La proposta di «ristrutturazione morbida» è arrivata ai 10 dipendenti della società che si occupa di promuovere il nostro territorio, e che è partecipata da Provincia (45%), Camera di commercio (45%), Comune di Bergamo (9%) e per piccole quote da alcuni dei maggiori consorzi turistici che operano a livello locale.

All’origine dei guai ci sono gli arcinoti problemi di bilancio della Provincia: «Il contributo di 375 mila euro di Via Tasso è sceso nel 2014 a 75 mila euro – spiega il presidente di Turismo Bergamo, Luigi Trigona –. Questo comporta la chiusura in negativo del bilancio dello scorso anno, dopo che invece, negli anni precedenti, eravamo riusciti a portarlo in equilibrio». E ora diventa indispensabile non ripetere il «rosso» nel 2015: «Con due anni di esercizi in deficit, diventeremmo in automatico un ente da sopprimere». Conclusione che si vuole ovviamente evitare, visto il ruolo crescente che si intende attribuire al turismo per il nostro territorio.

Via Tasso ha assicurato che quest’anno riuscirà a garantire circa 200 mila euro. Più dell’anno scorso, ma comunque meno della quota prevista (il resto viene da Camera di commercio, che dà 375 mila euro, e da Palafrizzoni, 75 mila): «Non possiamo avercela con la Provincia, sappiamo qual è la situazione, ma bisogna fare qualcosa». Di qui, tra l’altro, la proposta di taglio degli stipendi ai 10 dipendenti: «Incontreremo anche i sindacati, ma se questa soluzione non verrà accettata, potremmo trovarci a dover diminuire il personale di 2 o 3 unità, oltre a mettere a rischio a fine anno l’esistenza dell’Agenzia», dice Trigona.

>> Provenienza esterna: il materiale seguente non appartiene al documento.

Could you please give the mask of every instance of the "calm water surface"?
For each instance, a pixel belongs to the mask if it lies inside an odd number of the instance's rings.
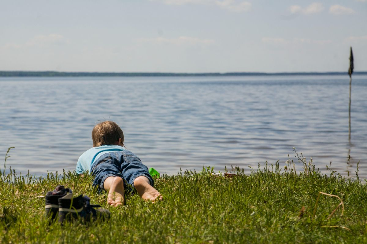
[[[2,78],[0,96],[0,155],[15,146],[7,167],[18,173],[74,170],[93,126],[109,119],[161,173],[283,167],[294,147],[345,175],[350,153],[351,173],[360,160],[367,178],[366,76],[353,77],[350,143],[347,75]]]

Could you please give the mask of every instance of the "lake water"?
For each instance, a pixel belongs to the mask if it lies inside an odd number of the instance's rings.
[[[367,178],[367,76],[0,78],[0,155],[19,173],[75,169],[100,121],[148,167],[282,167],[292,148],[317,167]],[[298,163],[296,168],[301,170]],[[0,160],[2,169],[3,161]],[[324,170],[323,172],[325,172]]]

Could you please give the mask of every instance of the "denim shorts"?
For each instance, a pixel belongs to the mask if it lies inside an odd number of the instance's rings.
[[[147,167],[143,164],[140,159],[127,150],[103,154],[92,164],[91,174],[95,177],[93,185],[98,186],[100,192],[105,189],[103,185],[105,180],[110,176],[122,178],[125,189],[128,185],[134,187],[134,180],[142,175],[149,179],[152,186],[154,185]]]

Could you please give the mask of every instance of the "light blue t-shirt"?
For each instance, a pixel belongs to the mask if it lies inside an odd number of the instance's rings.
[[[95,147],[86,151],[78,160],[75,171],[77,174],[84,174],[87,170],[90,172],[90,168],[94,161],[107,152],[119,152],[126,149],[116,145],[104,145],[101,147]]]

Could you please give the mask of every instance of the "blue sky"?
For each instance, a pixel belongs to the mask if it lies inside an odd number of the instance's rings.
[[[367,0],[0,2],[0,70],[367,70]]]

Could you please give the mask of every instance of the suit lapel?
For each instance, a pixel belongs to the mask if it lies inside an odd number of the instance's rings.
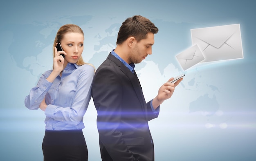
[[[142,107],[143,110],[146,112],[147,107],[142,92],[142,89],[135,71],[134,71],[134,74],[132,74],[123,63],[111,53],[108,55],[108,58],[112,61],[118,67],[119,67],[120,70],[129,78],[132,85],[136,95],[139,98],[141,106]]]

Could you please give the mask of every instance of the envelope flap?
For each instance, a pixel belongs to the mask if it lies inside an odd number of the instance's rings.
[[[199,39],[219,48],[239,29],[239,24],[207,27],[195,29],[197,31],[194,31],[194,35]]]
[[[196,51],[197,48],[195,46],[193,46],[186,50],[185,51],[181,53],[176,56],[176,57],[179,59],[184,59],[191,60]]]

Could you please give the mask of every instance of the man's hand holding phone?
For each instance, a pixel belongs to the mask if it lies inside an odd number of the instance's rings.
[[[168,82],[174,84],[175,82],[177,82],[178,80],[180,80],[181,78],[183,78],[184,76],[185,76],[184,74],[181,74],[179,75],[178,76],[175,77],[175,78],[174,78],[173,80],[171,81],[170,82]]]

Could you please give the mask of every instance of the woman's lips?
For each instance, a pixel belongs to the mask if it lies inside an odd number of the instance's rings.
[[[73,57],[73,59],[77,59],[78,58],[77,56],[73,56],[72,57]]]

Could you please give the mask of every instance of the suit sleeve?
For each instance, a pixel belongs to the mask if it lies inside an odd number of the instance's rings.
[[[109,68],[102,68],[95,75],[92,94],[98,112],[97,126],[100,140],[113,160],[136,161],[119,130],[123,92],[120,77]]]

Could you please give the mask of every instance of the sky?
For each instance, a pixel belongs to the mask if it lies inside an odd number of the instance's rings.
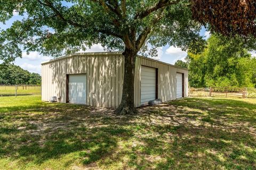
[[[23,17],[24,16],[19,16],[18,13],[14,12],[13,16],[6,22],[5,24],[0,22],[0,29],[6,29],[9,28],[14,21],[21,20]],[[204,36],[204,38],[206,39],[210,37],[210,32],[206,30],[204,27],[202,27],[200,35]],[[87,49],[83,52],[104,52],[104,50],[101,45],[95,44],[90,49]],[[82,52],[82,51],[79,51],[79,52]],[[256,52],[252,52],[252,54],[256,57]],[[184,61],[187,54],[187,52],[182,51],[180,48],[165,46],[158,49],[158,57],[157,59],[165,63],[174,64],[177,60]],[[22,58],[16,58],[14,64],[30,72],[41,74],[41,63],[51,59],[52,59],[52,57],[51,56],[43,56],[37,52],[32,52],[29,54],[24,52],[22,53]]]

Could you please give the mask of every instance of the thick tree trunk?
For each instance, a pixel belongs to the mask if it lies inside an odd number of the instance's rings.
[[[125,48],[124,55],[124,76],[123,96],[121,103],[115,112],[117,114],[135,114],[137,110],[134,107],[134,84],[135,61],[137,52],[135,50]]]

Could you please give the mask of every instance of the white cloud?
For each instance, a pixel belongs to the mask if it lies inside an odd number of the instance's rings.
[[[26,70],[30,72],[35,72],[41,73],[41,66],[40,65],[33,65],[29,63],[23,63],[20,65],[21,68]]]
[[[30,61],[36,61],[36,60],[48,60],[49,58],[46,56],[44,56],[42,55],[41,55],[38,52],[30,52],[29,54],[27,54],[27,52],[22,52],[22,58],[26,58]]]
[[[205,37],[205,38],[206,39],[210,38],[210,35],[211,35],[210,31],[206,31],[205,32],[204,32],[204,37]]]
[[[182,50],[181,48],[170,46],[165,51],[163,61],[174,64],[177,60],[185,61],[187,54],[187,52]]]
[[[252,55],[252,57],[256,57],[256,50],[253,50],[250,52],[251,54]]]
[[[12,11],[12,14],[13,15],[13,16],[18,16],[19,15],[19,12],[18,12],[18,11],[15,10],[14,10]]]
[[[187,55],[187,52],[182,50],[181,48],[175,47],[174,46],[171,46],[168,48],[165,53],[177,57],[184,57]]]

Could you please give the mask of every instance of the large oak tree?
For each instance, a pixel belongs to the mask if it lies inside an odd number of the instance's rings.
[[[22,49],[57,56],[97,43],[108,50],[123,50],[123,96],[116,113],[134,114],[137,112],[133,90],[137,54],[145,52],[148,45],[153,49],[169,45],[183,49],[189,47],[197,52],[204,44],[199,35],[201,24],[208,27],[210,23],[217,31],[223,26],[221,20],[214,22],[209,19],[214,16],[204,15],[212,12],[204,4],[208,1],[214,1],[69,0],[67,5],[60,0],[0,0],[0,21],[11,18],[13,11],[24,15],[22,21],[1,31],[0,59],[11,62],[21,57]],[[231,14],[234,14],[235,11]],[[252,23],[246,22],[250,26]],[[246,32],[242,34],[252,34]]]

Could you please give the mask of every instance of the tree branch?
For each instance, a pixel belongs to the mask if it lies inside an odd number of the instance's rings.
[[[105,34],[106,34],[106,35],[109,35],[109,36],[114,36],[114,37],[119,38],[121,39],[123,39],[123,37],[121,35],[120,35],[118,33],[113,32],[112,32],[110,30],[104,30],[104,29],[98,29],[98,30],[95,29],[95,30],[96,31],[98,31],[98,32],[100,32],[100,33],[105,33]]]
[[[146,8],[144,11],[137,13],[137,15],[135,16],[135,19],[142,19],[151,14],[152,12],[157,11],[158,9],[167,6],[178,4],[180,1],[180,0],[159,0],[153,5]]]
[[[163,17],[163,8],[161,8],[158,11],[157,14],[155,15],[154,19],[153,19],[152,20],[151,24],[150,25],[150,26],[146,27],[138,38],[138,39],[135,42],[135,46],[137,50],[139,50],[140,48],[141,48],[143,44],[145,42],[146,39],[147,39],[148,34],[150,33],[153,27]]]
[[[125,18],[126,16],[126,0],[121,0],[121,10],[123,13],[123,17]]]
[[[37,1],[38,2],[38,3],[40,4],[46,6],[47,6],[49,8],[50,8],[53,11],[53,12],[56,14],[57,17],[58,18],[59,18],[60,19],[61,19],[61,20],[62,20],[63,21],[64,21],[65,22],[67,22],[67,23],[70,24],[70,25],[72,25],[72,26],[73,26],[74,27],[84,27],[84,28],[85,27],[86,27],[86,26],[85,26],[85,25],[78,24],[77,23],[73,22],[71,20],[67,20],[67,19],[65,19],[65,17],[63,16],[63,15],[60,13],[60,12],[59,10],[58,10],[57,8],[56,8],[53,6],[53,4],[51,2],[49,2],[49,1],[44,0],[45,3],[42,2],[40,0],[37,0]]]

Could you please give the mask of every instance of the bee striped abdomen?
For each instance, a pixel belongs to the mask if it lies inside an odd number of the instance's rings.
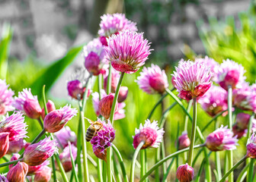
[[[96,129],[90,126],[86,131],[85,138],[87,142],[90,142],[93,136],[95,135]]]

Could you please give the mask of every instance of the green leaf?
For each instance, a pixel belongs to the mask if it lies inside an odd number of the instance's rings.
[[[5,24],[0,42],[0,79],[5,80],[7,73],[8,58],[13,30],[10,24]]]
[[[81,52],[82,47],[83,46],[80,46],[70,49],[65,57],[55,61],[48,67],[43,69],[40,74],[38,74],[38,77],[30,86],[34,91],[33,93],[41,98],[41,88],[43,85],[46,85],[46,93],[47,93],[64,70]]]

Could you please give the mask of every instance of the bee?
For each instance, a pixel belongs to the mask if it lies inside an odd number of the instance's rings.
[[[86,130],[85,138],[87,142],[90,142],[94,136],[97,136],[97,132],[103,129],[103,124],[99,121],[92,121],[89,120],[88,121],[91,125]]]

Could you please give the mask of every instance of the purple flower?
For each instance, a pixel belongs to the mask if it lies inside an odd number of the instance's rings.
[[[153,64],[151,67],[143,67],[136,82],[140,89],[149,94],[163,93],[169,86],[165,71]]]
[[[245,80],[245,72],[241,64],[229,59],[224,60],[219,67],[216,82],[226,90],[229,86],[239,88]]]
[[[213,117],[228,108],[227,92],[213,85],[203,96],[198,99],[198,102],[209,115]]]
[[[51,140],[50,137],[45,138],[37,143],[28,146],[24,152],[23,160],[29,165],[39,165],[57,151],[56,142]]]
[[[247,156],[249,158],[256,158],[256,134],[254,133],[251,138],[248,139],[246,145]]]
[[[137,31],[136,23],[127,20],[123,14],[104,14],[101,17],[101,29],[98,34],[101,36],[110,36],[120,31]]]
[[[93,75],[105,73],[104,64],[107,61],[104,58],[106,52],[100,39],[94,39],[84,47],[85,67]]]
[[[14,93],[8,87],[8,85],[5,81],[0,79],[0,115],[4,115],[6,112],[14,110],[11,105]]]
[[[208,135],[206,146],[211,151],[232,150],[238,145],[237,136],[227,127],[221,126],[219,129]]]
[[[14,112],[11,116],[3,117],[0,122],[0,132],[9,133],[9,141],[27,137],[26,130],[27,124],[21,112]]]
[[[120,32],[108,39],[105,47],[106,58],[113,67],[120,72],[133,74],[145,64],[150,55],[149,43],[142,33],[134,31]]]
[[[55,110],[49,113],[43,120],[43,128],[50,132],[55,133],[60,130],[66,124],[77,114],[75,108],[70,105]]]
[[[181,59],[172,76],[178,96],[183,99],[203,96],[212,86],[212,73],[204,64]]]
[[[30,89],[24,89],[18,93],[18,97],[15,97],[14,106],[32,119],[38,119],[41,115],[41,107],[39,105],[37,96],[34,96]]]
[[[59,148],[65,148],[69,146],[69,142],[72,144],[76,145],[76,135],[74,131],[66,126],[59,131],[54,133]]]
[[[91,143],[94,152],[100,150],[101,153],[104,153],[107,147],[112,146],[112,142],[115,138],[115,130],[109,122],[106,124],[99,118],[98,121],[103,124],[103,129],[97,132],[97,136],[91,139]]]
[[[135,136],[133,136],[134,149],[136,149],[142,141],[144,141],[142,149],[149,146],[158,148],[162,143],[164,133],[164,129],[159,129],[156,121],[153,121],[151,123],[149,119],[146,120],[143,126],[140,124],[139,128],[136,128],[135,130]]]
[[[176,177],[180,182],[190,182],[194,176],[194,168],[189,165],[181,165],[177,168]]]

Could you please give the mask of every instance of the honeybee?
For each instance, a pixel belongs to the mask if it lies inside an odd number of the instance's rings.
[[[91,125],[86,130],[85,138],[87,142],[90,142],[91,140],[97,135],[97,132],[103,128],[103,124],[99,121],[89,121]]]

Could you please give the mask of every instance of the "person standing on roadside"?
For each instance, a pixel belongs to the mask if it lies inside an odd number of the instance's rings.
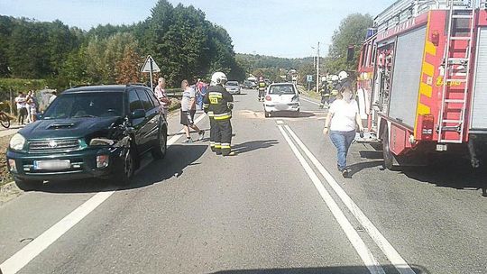
[[[31,123],[32,121],[31,119],[31,103],[32,98],[32,91],[30,90],[25,96],[25,109],[27,110],[27,123]]]
[[[19,96],[15,97],[15,103],[17,104],[17,114],[19,124],[23,124],[25,116],[27,115],[25,95],[21,91]]]
[[[51,96],[51,97],[49,97],[49,105],[51,105],[52,103],[52,101],[54,101],[54,99],[56,99],[57,96],[58,96],[58,93],[56,91],[53,91],[52,96]]]
[[[211,86],[203,99],[205,112],[210,117],[210,147],[216,155],[234,156],[232,151],[232,110],[234,96],[224,87],[227,78],[225,73],[216,72]]]
[[[328,110],[323,133],[330,133],[330,139],[336,147],[337,168],[344,178],[348,178],[350,169],[346,166],[348,149],[355,138],[355,125],[363,132],[357,102],[350,86],[344,86],[338,98]]]
[[[160,78],[158,80],[157,87],[154,90],[154,95],[156,96],[159,102],[161,102],[161,105],[162,105],[162,113],[164,114],[164,117],[168,117],[168,111],[169,106],[170,105],[170,99],[169,98],[168,95],[166,94],[166,79],[163,78]]]
[[[189,128],[198,132],[199,138],[198,141],[203,140],[205,137],[205,131],[200,130],[195,124],[195,114],[196,114],[196,93],[195,89],[189,87],[188,80],[181,82],[181,88],[183,90],[181,99],[181,120],[180,123],[184,126],[184,132],[186,133],[186,140],[183,142],[193,142],[191,135],[189,134]]]
[[[27,101],[27,109],[30,116],[30,123],[33,123],[36,120],[36,114],[37,114],[37,104],[35,102],[35,96],[32,91],[32,94],[29,100]]]

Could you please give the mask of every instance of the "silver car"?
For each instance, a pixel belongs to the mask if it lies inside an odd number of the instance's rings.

È paradossale che le difficoltà si manifestino proprio nell’anno di Expo, ma Trigona assicura che questo fronte «non verrà compromesso. Alcuni progetti, tra l’altro, sono stati affidati all’esterno, individuando competenze specifiche per esempio di tipo redazionale. Per questo al momento, in relazione alle mutate finalità dell’ente, l’organico interno risulta anche un po’ superiore ai fabbisogni. Occorre studiare una riorganizzazione».

Che guardi al futuro, con la speranza che le difficoltà di oggi siano temporanee: «Dopo Expo – dice Trigona – valuteremo anche la possibilità di far entrare altri soci, che si tratti di Comuni o di privati, e vedremo come aggiornare la mission della società, per indirizzarla sempre più sulla promozione del territorio. Se il bilancio tornerà in positivo, anche le retribuzioni potranno essere riviste».

Facendo però sempre attenzione ai costi di funzionamento, che in passato incidevano in modo significativo sul totale del bilancio, mentre il focus deve essere ovviamente sulla promozione delle bellezze della Bergamasca. «So che si è fatto un lavoro accurato per limare il più possibile le spese», rileva il consigliere delegato al turismo di Via Tasso, Giorgio Gori. Consapevole che «i 200 mila euro che daremo quest’anno sono meno di quel che servirebbe, ma per la Provincia, in questo momento, è comunque una cifra elevata, che mostra la volontà di mantenere l’attenzione sul turismo». Quanto alle prospettive, «presto incontreremo i distretti dell’attrattività del nostro territorio, e valuteremo anche con loro la possibilità di un minimo contributo per Turismo Bergamo. L’idea da cui l’agenzia è nata, ovvero unire le varie realtà territoriali per un obiettivo comune, è giusta e va portata avanti».